Biz aslında YÖK diye bir kurumun lüzumsuz ve faydasız olduğunu düşünüyoruz. Aslına bakarsanız YÖK kapatılmalıdır. Ama mevcut duruma gelirsek, mesele YÖK’ün başına kimin geldiği değil, bundan sonraki anlayışın ne olacağıdır. Üniversitelerimiz dünya genelinde ilk 100’e, ilk 500’e giremezken, bilgi ve fikir üretimi konusunda başarısızken, laf üniversitelerden açılınca maalesef ideolojik konuşmak zorunda kalıyoruz.
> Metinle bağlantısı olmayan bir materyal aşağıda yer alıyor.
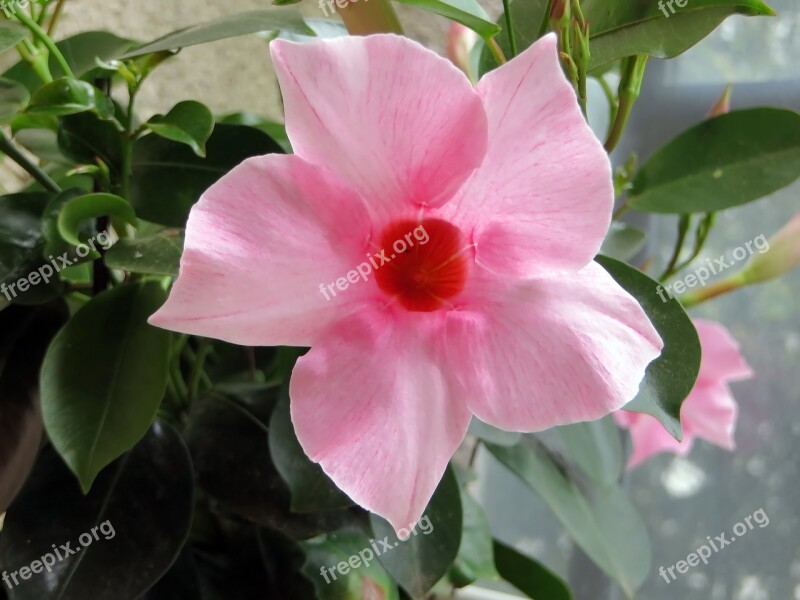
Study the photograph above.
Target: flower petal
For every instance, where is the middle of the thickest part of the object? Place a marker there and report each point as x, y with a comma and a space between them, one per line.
551, 351
398, 123
371, 406
259, 244
541, 200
Çünkü karşımızda ideolojik gözlüklerini çıkartamayan ve her meseleyi olduğu gibi, eğitim meselesini de dar kalıplar içinde değerlendiren tuhaf tipler vardır. Üniversite öğrencilerinin kamusal modaya uygun giyinip giyinmediklerinden, rektör adaylarının oruç tutup tutmadığına kadar, akademik olmayan hangi konu varsa kendisine dert edinen şimdiye kadarki Yüksek Öğrenim Kurumu yöneticilerinin işlevi, akademik yol göstericilik değil, devrim muhafızlığıdır. Bu anlayış devam ettiği sürece YÖK’ün başına kimin geldiği çok da önemli değildir. Gerçi yeni YÖK Başkanı ilk demeçlerinde bu konu ile ilgili kamuoyuna umut vermiştir. Ama bakacağız. Çünkü özgürlüklerden ve çağımıza uygun bir anlayış tarzından yana gözüküp de sonradan “aman tehlikeli sulara girmeyelim” diye çekinenler de çok olmuştur.

“YÖK, TUTUCU VE YOBAZ”

-Anlaşılan yeni başkan umutlandırsa da, siz YÖK’ün tümüyle kaldırılmasından yanasınız?

Başarı mahsûlü, özgür düşünce tarlasından toplanır. Başarı için bilgi üretimi, bilgi üretimi için buluşçu bir anlayış, bu anlayış için de gerekli maddi manevi imkânların sağlanması gerekmektedir. Bu konulara vaktini ve enerjisini ayırmayan, ideolojik meselelerde ortaya koyduğu gayretin zekâtı kadar asli vazifeleri ile uğraşmayan anlayışın temsilcileri, artık tasfiye edilmelidir. Kendini Atatürkçü, dindar, sosyalist yahut milliyetçi olarak tanımlayan öğretim görevlileri, elbette üniversitelerde ve akademik kurumlarda görev alabilir. Ancak bu görevlerin ön şartı, akademisyenlerin ideolojik duruşları değil, akademik yeterlilikleri ve yönetim kabiliyetleri olmalıdır. Tüm bu problemlerin çözümü, kapsamlı bir anlayış reformundan geçer. Mevcut durumun devamına dönük tutuculuk, yobazlığın ta kendisidir. İlerleyen zaman ve değişen dünyada kendi zamanlarını 1930’larda donduran zihniyet, hastalıklı bir zihniyet ve bu zihniyetin bir kurumsal tezahürü olan şimdiye kadarki YÖK, mevcut haliyle hastalıklı bir yapıdır. Ya bu hastalık tedavi edilmeli, yahut YÖK, vakit kaybetmeden ‘yok’ olmalıdır.